Describing High Availability in Multilayer Switching
Benefits and drawbacks of device-level fault tolerance

One approach to building highly available networks is to replicate all devices to create a fault-tolerant network. To achieve high end-to-end availability, each key network infrastructure device exists in duplicate. Fault tolerance through device replication offers these benefits:

  • Minimizes time periods during which the system is non-responsive to requests (for example, while the system is being reconfigured because of a component failure or recovery)
  • Eliminates all single points of failure that would cause the system to stop
  • Provides disaster protection by allowing the major system components to be separated geographically

Trying to achieve high network availability solely through device-level fault tolerance has a number of drawbacks.

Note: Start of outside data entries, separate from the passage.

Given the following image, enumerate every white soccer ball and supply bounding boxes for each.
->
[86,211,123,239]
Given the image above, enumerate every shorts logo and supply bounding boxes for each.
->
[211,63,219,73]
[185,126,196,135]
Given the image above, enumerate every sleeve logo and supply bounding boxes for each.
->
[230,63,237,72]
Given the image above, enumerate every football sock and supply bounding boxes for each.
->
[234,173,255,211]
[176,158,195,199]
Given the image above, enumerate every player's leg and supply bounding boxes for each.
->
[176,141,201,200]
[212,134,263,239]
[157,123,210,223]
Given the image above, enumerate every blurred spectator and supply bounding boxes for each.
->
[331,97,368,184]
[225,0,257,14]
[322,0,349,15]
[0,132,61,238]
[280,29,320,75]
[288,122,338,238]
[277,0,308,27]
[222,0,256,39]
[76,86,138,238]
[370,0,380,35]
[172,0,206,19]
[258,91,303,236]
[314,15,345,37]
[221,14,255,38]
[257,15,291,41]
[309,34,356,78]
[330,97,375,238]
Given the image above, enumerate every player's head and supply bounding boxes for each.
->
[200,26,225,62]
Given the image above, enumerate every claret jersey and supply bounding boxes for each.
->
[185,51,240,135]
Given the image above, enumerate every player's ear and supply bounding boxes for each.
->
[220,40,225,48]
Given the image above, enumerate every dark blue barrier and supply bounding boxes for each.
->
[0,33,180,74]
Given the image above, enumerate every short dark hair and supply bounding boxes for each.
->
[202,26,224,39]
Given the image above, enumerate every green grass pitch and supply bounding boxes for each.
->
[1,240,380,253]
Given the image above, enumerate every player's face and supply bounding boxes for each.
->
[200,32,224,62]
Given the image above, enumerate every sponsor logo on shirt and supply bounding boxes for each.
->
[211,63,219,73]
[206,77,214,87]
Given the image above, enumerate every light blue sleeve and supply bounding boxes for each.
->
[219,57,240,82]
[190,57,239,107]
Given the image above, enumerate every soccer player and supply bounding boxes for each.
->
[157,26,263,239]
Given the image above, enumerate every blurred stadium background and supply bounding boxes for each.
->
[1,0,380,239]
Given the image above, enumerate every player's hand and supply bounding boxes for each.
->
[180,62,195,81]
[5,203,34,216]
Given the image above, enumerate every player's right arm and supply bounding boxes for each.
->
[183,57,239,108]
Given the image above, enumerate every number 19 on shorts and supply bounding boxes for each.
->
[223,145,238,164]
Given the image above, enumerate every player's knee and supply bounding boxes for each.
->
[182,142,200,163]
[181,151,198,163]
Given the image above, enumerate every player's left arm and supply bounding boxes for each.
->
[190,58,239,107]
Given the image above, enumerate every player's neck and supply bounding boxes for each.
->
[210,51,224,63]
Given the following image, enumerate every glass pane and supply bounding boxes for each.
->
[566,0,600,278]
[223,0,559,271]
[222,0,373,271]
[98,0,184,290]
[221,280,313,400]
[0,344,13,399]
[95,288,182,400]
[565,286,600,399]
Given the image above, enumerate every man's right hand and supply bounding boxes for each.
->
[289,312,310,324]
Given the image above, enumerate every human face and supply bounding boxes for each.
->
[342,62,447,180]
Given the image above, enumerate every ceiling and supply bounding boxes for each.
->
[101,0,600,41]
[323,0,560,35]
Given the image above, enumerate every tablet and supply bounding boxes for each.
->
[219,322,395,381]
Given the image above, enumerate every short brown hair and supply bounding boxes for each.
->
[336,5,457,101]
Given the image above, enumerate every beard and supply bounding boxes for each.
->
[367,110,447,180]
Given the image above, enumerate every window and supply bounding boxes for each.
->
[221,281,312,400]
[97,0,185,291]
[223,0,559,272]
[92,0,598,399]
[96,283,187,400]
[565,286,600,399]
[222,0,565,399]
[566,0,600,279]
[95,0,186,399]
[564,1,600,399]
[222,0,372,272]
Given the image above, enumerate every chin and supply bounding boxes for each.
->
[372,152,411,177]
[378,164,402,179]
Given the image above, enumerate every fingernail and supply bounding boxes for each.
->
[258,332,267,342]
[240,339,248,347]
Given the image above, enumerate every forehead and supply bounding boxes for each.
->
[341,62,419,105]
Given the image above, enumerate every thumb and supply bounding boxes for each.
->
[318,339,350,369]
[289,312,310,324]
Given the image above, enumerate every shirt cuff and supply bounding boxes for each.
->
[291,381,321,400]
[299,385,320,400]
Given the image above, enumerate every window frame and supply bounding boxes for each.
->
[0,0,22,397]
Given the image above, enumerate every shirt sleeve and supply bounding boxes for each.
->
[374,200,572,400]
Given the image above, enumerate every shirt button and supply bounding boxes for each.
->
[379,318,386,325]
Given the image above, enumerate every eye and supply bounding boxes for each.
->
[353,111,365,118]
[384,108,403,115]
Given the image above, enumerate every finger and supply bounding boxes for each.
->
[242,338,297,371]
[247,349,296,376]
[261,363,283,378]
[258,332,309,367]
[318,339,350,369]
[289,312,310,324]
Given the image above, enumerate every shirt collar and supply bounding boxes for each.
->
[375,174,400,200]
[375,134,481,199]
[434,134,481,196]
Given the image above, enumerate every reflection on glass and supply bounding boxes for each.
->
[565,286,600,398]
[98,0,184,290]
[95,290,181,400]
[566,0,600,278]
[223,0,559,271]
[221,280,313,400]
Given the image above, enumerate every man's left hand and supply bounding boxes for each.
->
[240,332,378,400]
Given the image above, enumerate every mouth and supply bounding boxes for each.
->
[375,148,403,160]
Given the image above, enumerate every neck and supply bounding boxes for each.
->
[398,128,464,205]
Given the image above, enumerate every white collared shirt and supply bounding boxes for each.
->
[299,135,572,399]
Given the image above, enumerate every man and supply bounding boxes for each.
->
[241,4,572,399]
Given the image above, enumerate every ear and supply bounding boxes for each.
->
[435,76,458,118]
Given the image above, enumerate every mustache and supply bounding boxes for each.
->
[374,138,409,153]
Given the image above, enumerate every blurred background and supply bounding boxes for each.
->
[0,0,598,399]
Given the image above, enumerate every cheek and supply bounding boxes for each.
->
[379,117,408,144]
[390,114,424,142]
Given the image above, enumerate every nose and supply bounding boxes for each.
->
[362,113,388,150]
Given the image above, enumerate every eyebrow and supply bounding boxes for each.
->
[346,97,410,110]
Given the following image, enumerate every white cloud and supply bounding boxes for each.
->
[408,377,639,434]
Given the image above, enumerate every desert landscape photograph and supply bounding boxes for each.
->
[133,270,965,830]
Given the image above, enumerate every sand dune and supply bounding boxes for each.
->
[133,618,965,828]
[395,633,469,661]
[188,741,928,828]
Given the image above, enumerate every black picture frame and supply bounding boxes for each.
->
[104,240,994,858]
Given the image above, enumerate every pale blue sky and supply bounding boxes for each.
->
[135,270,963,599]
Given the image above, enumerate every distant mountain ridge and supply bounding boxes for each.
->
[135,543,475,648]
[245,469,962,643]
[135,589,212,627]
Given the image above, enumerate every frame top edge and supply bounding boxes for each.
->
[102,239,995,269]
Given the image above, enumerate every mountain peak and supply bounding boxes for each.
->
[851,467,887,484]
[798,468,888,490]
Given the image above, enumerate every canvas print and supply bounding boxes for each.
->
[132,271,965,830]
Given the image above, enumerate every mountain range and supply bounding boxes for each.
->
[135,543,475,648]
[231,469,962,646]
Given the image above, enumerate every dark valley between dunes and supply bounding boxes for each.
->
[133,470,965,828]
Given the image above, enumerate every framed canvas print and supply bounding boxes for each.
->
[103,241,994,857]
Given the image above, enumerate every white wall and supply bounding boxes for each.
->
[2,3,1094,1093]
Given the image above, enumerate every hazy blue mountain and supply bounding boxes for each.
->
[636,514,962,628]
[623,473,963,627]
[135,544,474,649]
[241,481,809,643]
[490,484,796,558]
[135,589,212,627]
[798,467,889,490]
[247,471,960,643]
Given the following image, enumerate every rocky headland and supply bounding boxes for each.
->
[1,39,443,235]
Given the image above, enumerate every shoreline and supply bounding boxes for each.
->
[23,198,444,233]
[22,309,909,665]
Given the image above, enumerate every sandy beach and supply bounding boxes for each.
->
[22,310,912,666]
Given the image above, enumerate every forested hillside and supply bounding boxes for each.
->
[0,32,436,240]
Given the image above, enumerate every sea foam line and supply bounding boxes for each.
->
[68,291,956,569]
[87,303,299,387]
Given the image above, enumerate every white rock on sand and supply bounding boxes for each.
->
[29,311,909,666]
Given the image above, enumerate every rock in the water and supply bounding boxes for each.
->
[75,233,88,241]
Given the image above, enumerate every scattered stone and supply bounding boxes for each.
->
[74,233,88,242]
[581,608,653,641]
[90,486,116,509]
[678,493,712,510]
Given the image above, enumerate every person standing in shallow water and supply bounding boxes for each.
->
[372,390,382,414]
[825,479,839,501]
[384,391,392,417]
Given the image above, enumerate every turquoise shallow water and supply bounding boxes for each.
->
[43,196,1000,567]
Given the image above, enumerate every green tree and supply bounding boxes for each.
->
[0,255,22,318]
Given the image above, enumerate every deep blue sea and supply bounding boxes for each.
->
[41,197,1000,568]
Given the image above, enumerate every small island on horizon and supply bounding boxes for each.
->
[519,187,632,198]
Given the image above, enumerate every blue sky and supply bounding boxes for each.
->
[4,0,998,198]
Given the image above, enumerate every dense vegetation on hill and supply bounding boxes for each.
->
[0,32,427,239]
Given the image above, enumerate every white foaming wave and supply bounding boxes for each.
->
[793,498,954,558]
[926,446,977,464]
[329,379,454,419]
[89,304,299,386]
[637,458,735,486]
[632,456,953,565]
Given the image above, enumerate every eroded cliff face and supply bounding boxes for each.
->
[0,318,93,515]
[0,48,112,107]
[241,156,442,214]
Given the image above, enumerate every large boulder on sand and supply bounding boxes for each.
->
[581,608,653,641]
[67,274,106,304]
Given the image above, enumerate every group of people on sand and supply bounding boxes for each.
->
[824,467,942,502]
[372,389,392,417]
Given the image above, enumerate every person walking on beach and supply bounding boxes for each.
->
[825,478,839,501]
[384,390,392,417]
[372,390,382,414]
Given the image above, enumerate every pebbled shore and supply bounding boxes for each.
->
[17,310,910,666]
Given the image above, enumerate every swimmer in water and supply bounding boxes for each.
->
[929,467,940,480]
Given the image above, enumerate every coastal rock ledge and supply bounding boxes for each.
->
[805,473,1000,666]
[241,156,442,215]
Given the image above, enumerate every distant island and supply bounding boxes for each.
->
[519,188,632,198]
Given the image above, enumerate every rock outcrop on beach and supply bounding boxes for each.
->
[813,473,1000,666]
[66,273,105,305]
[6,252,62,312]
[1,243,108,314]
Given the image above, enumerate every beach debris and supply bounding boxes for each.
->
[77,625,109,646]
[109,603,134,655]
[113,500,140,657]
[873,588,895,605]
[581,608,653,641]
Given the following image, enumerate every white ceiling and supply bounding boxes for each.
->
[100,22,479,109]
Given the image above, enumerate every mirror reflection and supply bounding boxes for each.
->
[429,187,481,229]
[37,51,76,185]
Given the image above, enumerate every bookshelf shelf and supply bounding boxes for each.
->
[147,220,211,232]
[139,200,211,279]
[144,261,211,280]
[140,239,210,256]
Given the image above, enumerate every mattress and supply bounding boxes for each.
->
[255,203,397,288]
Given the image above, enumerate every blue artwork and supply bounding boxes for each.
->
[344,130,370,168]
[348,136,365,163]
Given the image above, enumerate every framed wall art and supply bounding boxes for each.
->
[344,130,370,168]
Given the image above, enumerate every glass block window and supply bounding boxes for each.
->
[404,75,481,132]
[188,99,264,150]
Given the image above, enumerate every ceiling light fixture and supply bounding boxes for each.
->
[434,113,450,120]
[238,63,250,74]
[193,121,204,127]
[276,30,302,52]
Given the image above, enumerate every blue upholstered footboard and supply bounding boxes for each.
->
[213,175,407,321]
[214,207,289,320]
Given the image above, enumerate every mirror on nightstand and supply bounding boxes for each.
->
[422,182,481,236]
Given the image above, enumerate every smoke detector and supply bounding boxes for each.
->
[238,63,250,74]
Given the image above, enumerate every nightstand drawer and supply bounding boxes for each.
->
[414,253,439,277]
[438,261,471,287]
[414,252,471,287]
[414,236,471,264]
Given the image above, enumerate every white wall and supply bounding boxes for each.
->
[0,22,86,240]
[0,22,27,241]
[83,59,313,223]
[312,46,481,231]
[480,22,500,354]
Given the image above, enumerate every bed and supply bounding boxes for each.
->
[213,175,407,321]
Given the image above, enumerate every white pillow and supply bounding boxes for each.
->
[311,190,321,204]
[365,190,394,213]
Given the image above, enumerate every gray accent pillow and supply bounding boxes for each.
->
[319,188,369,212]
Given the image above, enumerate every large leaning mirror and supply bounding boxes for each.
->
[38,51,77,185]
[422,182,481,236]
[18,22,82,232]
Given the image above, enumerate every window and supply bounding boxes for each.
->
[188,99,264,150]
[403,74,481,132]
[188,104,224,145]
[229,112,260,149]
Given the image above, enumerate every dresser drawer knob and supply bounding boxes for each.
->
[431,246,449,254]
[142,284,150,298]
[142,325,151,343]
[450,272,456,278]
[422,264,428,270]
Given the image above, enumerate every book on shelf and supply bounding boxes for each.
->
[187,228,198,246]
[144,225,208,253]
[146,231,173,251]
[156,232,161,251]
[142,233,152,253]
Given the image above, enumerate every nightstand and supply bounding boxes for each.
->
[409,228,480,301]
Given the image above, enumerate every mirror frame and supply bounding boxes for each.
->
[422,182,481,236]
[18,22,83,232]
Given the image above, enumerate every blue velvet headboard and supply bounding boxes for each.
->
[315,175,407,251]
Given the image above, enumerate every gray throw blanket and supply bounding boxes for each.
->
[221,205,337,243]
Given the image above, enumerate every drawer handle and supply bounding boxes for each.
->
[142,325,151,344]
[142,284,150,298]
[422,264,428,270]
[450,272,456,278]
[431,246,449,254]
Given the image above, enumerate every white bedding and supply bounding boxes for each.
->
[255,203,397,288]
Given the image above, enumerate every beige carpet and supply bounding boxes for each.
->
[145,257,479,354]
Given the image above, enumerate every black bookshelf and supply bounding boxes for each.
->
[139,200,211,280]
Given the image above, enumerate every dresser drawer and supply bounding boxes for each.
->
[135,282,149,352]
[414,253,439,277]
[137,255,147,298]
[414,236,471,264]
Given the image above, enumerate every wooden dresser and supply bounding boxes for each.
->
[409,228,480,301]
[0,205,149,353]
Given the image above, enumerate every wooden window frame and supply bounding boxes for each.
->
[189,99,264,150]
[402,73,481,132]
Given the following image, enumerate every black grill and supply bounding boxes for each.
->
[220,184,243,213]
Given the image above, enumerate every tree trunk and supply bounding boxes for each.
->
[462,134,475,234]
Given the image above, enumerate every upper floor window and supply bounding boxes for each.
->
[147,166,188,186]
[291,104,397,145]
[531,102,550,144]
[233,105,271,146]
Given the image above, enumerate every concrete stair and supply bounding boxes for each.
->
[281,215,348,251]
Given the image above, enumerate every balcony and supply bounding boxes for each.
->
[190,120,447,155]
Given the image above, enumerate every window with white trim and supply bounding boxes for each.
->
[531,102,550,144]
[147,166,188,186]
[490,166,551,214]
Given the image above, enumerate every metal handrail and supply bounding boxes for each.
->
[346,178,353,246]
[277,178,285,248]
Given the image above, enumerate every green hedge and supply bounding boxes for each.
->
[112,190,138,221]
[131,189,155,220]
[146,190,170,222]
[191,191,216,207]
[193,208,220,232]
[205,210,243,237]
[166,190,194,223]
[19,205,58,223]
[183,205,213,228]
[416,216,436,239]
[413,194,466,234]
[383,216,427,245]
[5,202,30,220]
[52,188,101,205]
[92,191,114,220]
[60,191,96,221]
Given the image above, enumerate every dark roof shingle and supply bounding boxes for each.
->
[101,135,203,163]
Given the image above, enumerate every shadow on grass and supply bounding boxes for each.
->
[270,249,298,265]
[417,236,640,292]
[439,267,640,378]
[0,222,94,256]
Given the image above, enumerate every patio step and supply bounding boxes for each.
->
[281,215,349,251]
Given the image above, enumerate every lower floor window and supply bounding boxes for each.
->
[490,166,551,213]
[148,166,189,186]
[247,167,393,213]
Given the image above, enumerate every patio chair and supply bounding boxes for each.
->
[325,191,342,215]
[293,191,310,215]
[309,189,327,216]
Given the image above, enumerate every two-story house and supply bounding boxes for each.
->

  • Massive redundancy within each device adds significantly to its cost. Massive redundancy also reduces physical capacity of each device by consuming slots that could otherwise house network interfaces or provide useful network services.
  • Redundant subsystems within devices are often maintained in a hot-standby mode. In hot standby mode, such redundant subsystems cannot contribute additional performance because they are only fully activated when the primary component fails.
  • Focusing on device-level hardware reliability may result in a number of other failure mechanisms being overlooked. Network elements are not standalone devices; they are components of a network system whose internal operations and system-level interactions are governed by software and configuration parameters.